Surviving on the M&A home front
I was 15 years old when I experienced my first merger. Three years earlier my division had been spun off from the whole company.
I was 12 when my parents divorced in 1978. Our “company CEO,” my dad, moved about an hour and a half away, so I essentially had one remote boss, while our division president, mom, ran the day-to-day operations.
Dad remarried three years later and suddenly I had a stepmom and a younger stepsister to deal with. It was a relatively easy merger, for me, though. The management team was at a remote location and pretty much left our spinoff alone. Periodic visits to the” company headquarters” were quick and generally painless.
Families are much like businesses. Divorces (divestitures) and remarriages (mergers and acquisitions) can create extraordinary synergies when the right people are brought together. But if the proper due diligence is lacking, any union suffers.

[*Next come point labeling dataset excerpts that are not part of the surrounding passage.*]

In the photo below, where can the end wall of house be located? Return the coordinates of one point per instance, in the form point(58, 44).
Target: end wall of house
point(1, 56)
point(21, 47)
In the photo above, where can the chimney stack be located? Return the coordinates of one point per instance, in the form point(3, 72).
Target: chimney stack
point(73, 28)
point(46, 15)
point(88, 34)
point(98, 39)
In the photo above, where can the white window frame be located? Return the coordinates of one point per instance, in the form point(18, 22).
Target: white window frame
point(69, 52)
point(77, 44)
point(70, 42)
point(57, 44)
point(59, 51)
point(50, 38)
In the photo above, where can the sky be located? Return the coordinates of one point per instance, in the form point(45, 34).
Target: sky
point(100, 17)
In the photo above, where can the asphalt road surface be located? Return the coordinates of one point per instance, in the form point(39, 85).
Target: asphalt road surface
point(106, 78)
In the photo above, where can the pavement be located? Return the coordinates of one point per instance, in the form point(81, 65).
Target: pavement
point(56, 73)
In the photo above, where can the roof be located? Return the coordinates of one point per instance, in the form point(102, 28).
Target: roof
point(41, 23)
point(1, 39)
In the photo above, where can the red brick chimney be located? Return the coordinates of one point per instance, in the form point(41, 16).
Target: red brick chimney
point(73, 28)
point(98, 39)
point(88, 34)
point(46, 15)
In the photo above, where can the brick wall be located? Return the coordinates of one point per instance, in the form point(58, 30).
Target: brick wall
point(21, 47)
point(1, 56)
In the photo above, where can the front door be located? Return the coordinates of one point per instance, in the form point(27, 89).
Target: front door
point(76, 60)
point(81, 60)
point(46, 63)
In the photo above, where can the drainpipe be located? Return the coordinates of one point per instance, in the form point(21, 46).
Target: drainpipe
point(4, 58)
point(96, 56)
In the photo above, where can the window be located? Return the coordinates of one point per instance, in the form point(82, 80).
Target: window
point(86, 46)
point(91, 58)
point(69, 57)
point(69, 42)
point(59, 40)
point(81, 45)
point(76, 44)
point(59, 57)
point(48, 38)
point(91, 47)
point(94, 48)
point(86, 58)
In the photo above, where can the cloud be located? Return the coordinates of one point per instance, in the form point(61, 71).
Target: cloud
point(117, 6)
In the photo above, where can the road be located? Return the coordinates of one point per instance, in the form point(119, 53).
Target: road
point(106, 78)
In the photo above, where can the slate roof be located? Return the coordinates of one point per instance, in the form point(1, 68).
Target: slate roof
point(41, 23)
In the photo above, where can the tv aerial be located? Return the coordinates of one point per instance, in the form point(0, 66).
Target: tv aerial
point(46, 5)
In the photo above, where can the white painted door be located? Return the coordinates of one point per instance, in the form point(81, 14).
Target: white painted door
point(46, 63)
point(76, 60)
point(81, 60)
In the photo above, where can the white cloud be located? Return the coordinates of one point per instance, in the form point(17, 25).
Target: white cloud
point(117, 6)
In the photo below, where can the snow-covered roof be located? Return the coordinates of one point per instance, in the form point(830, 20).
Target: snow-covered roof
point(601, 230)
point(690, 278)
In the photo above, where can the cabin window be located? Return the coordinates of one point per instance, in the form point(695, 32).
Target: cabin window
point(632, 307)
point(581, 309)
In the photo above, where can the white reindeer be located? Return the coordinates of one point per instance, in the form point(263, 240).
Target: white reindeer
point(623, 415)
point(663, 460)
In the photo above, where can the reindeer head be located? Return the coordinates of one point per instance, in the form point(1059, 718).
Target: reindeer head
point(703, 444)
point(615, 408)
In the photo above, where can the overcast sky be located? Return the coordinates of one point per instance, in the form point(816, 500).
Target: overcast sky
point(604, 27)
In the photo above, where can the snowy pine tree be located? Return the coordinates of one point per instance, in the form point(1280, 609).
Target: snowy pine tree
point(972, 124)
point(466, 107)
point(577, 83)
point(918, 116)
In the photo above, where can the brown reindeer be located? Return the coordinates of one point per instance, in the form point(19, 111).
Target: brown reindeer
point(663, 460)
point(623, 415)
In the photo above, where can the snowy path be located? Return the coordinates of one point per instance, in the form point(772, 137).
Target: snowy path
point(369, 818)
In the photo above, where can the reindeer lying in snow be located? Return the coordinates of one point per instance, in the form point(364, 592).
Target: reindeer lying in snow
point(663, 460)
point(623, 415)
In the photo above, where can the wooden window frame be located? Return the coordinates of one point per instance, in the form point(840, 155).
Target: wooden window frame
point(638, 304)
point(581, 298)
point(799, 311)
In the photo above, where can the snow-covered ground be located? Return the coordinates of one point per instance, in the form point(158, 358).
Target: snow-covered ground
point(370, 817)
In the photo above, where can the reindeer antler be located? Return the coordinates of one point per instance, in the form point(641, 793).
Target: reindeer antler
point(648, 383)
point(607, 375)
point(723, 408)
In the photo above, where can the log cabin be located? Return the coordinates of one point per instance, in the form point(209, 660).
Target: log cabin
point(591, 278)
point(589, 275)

A couple years later, our smaller division merged as well. Mom remarried and I experienced a second, more-turbulent union.
My stepfather’s children were older and mostly removed from the house, though his eldest would come back for visits, and he and I were about as compatible as a Snickers Bar and a kid with a peanut allergy. Ironically, we get along pretty well now, but back then it was rather unpleasant.

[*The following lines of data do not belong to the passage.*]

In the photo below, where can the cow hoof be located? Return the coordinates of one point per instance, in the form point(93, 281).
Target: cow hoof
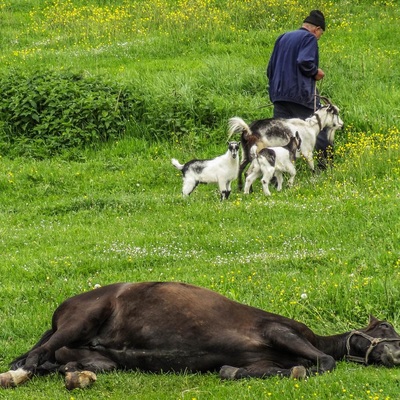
point(12, 379)
point(79, 379)
point(298, 372)
point(228, 372)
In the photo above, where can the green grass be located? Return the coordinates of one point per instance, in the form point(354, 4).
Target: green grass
point(116, 214)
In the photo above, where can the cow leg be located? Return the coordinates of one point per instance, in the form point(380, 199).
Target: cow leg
point(79, 366)
point(69, 330)
point(12, 378)
point(262, 371)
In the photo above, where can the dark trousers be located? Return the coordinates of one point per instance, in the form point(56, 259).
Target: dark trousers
point(286, 109)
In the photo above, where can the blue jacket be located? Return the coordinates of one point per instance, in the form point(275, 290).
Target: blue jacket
point(292, 68)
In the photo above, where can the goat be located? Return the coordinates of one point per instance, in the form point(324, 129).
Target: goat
point(277, 132)
point(222, 170)
point(274, 161)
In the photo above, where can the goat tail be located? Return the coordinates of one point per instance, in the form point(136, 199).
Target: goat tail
point(177, 164)
point(236, 125)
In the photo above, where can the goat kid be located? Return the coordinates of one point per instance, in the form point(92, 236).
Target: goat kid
point(222, 170)
point(274, 161)
point(277, 132)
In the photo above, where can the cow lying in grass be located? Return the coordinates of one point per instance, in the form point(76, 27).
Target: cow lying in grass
point(170, 326)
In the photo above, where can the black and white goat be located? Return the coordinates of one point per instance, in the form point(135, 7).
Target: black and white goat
point(274, 161)
point(222, 170)
point(277, 132)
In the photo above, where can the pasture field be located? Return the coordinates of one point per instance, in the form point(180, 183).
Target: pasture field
point(326, 252)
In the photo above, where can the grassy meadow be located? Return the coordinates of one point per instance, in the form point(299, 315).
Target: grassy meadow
point(325, 252)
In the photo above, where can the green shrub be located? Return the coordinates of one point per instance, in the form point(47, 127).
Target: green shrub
point(43, 113)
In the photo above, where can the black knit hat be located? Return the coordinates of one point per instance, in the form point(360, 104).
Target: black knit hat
point(316, 18)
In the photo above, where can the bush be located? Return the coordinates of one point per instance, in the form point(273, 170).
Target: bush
point(46, 112)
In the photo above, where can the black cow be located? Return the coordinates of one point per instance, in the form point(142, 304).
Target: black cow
point(175, 327)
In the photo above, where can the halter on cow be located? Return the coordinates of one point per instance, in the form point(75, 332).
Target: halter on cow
point(172, 326)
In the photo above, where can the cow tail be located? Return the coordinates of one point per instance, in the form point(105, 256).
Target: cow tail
point(20, 361)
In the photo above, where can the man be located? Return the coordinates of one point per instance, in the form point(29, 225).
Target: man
point(293, 71)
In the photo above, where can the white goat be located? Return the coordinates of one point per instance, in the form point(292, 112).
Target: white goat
point(277, 132)
point(222, 170)
point(274, 161)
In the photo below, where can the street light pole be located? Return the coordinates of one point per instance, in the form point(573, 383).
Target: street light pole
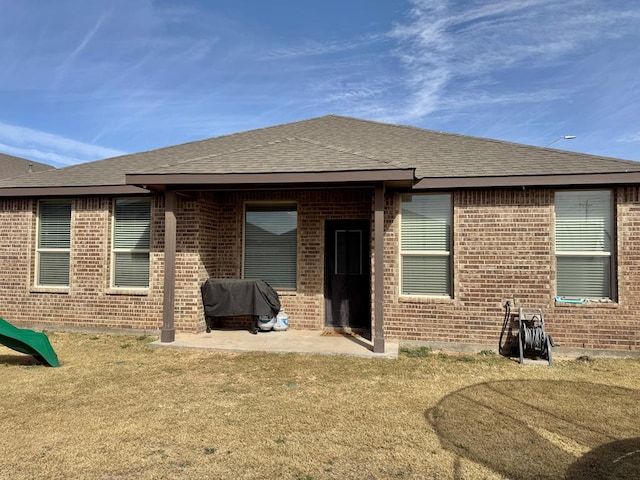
point(564, 137)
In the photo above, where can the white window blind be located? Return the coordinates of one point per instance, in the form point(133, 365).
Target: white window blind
point(54, 243)
point(584, 243)
point(131, 243)
point(425, 244)
point(270, 244)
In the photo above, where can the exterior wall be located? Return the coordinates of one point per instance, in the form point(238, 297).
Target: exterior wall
point(502, 250)
point(503, 247)
point(88, 302)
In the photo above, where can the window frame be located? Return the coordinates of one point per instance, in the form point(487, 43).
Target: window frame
point(267, 204)
point(115, 251)
point(448, 254)
point(40, 250)
point(611, 254)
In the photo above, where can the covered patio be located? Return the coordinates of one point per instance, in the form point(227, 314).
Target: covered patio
point(311, 342)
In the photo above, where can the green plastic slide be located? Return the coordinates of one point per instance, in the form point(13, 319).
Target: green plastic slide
point(29, 342)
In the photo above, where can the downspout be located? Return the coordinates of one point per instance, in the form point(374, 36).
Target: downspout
point(378, 270)
point(168, 333)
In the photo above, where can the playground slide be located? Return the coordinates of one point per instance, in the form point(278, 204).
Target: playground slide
point(29, 342)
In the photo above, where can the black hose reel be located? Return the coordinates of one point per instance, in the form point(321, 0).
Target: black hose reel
point(532, 339)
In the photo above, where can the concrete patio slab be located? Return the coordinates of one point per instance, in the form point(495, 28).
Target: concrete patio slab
point(290, 341)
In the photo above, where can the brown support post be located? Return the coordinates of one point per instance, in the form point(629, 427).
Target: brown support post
point(378, 269)
point(168, 333)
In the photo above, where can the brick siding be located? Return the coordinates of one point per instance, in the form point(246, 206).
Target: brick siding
point(502, 250)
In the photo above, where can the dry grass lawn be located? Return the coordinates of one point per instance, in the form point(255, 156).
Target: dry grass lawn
point(120, 409)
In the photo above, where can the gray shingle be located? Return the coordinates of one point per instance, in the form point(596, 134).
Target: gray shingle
point(334, 143)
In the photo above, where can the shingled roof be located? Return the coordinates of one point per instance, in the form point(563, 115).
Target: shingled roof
point(333, 144)
point(11, 166)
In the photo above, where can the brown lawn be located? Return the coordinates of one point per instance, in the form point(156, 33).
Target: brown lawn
point(120, 409)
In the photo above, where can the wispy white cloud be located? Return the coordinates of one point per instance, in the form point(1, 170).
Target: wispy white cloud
point(630, 138)
point(450, 50)
point(83, 43)
point(49, 148)
point(314, 48)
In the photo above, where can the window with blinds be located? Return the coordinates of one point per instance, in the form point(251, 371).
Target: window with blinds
point(54, 243)
point(425, 245)
point(271, 244)
point(584, 243)
point(131, 243)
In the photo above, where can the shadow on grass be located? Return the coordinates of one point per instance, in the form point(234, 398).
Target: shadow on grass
point(537, 429)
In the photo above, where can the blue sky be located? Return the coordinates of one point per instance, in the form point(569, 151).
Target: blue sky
point(83, 80)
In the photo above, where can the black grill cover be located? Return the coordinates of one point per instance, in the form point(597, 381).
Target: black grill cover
point(226, 297)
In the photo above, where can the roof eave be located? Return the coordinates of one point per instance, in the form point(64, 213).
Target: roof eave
point(556, 180)
point(153, 181)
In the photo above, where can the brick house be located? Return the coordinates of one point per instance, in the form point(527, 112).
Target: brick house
point(403, 233)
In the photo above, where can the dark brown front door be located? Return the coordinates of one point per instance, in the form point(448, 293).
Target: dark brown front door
point(347, 276)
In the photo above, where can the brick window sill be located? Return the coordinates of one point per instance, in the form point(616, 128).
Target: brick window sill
point(286, 293)
point(62, 290)
point(416, 299)
point(588, 304)
point(136, 292)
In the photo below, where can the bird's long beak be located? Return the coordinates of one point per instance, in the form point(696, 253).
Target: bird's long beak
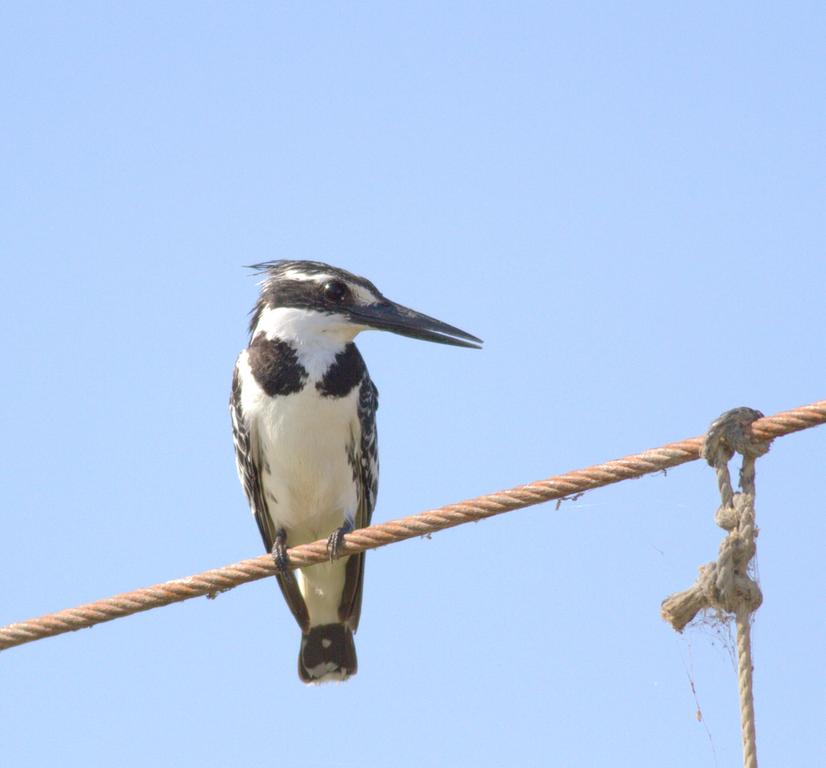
point(389, 316)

There were plenty of positives to this merger. Mom was certainly happier. But I guess by then I’d grown accustomed to the way we did things under the previous regime. Having a new manager imposing his own rules occasionally created conflict, but we generally stayed out of each other’s way, so life wasn’t too bad. Shortly after, I headed off to college where I experienced an entirely new level of boss-free responsibility (but that’s another column).
As an employee, I didn’t have much control over these mergers. I had to learn to adapt and accept. It made for some difficult times early on.
Although the economy might have dampened Green Industry merger-and-acquisition activity during the past few years, there are still quite a few companies on the hunt.
This month, our cover story explores how the M&A market has changed, what companies are — and should be — looking for in acquisition targets and why business owners might be surprised to find out what their companies are really worth. But no matter how well the financials fit, no matter what service or market the acquired company brings, the deal is doomed to fail if the culture of the two organizations don’t mesh.
Mergers, much like marriages, go through ups and downs. You have got to know and accept a lot about your “spouse” for the union to survive and thrive. Without hard work up front, you’re likely to end up with a stereotypical Hollywood marriage — a couple of beautiful single people who come together for a brief and brilliant flash, before burning out quickly.
Mom’s merger ended when my stepfather passed away many years ago. Dad’s is still going strong after 30 years. I’ve been married to my beautiful bride for more than 20 years. It takes time, effort and persistence to make a marriage work — whether it’s wedded bliss or an acquisition.
For business owners, mergers and acquisitions are among the fastest ways for companies to extend their reach and generate additional profits.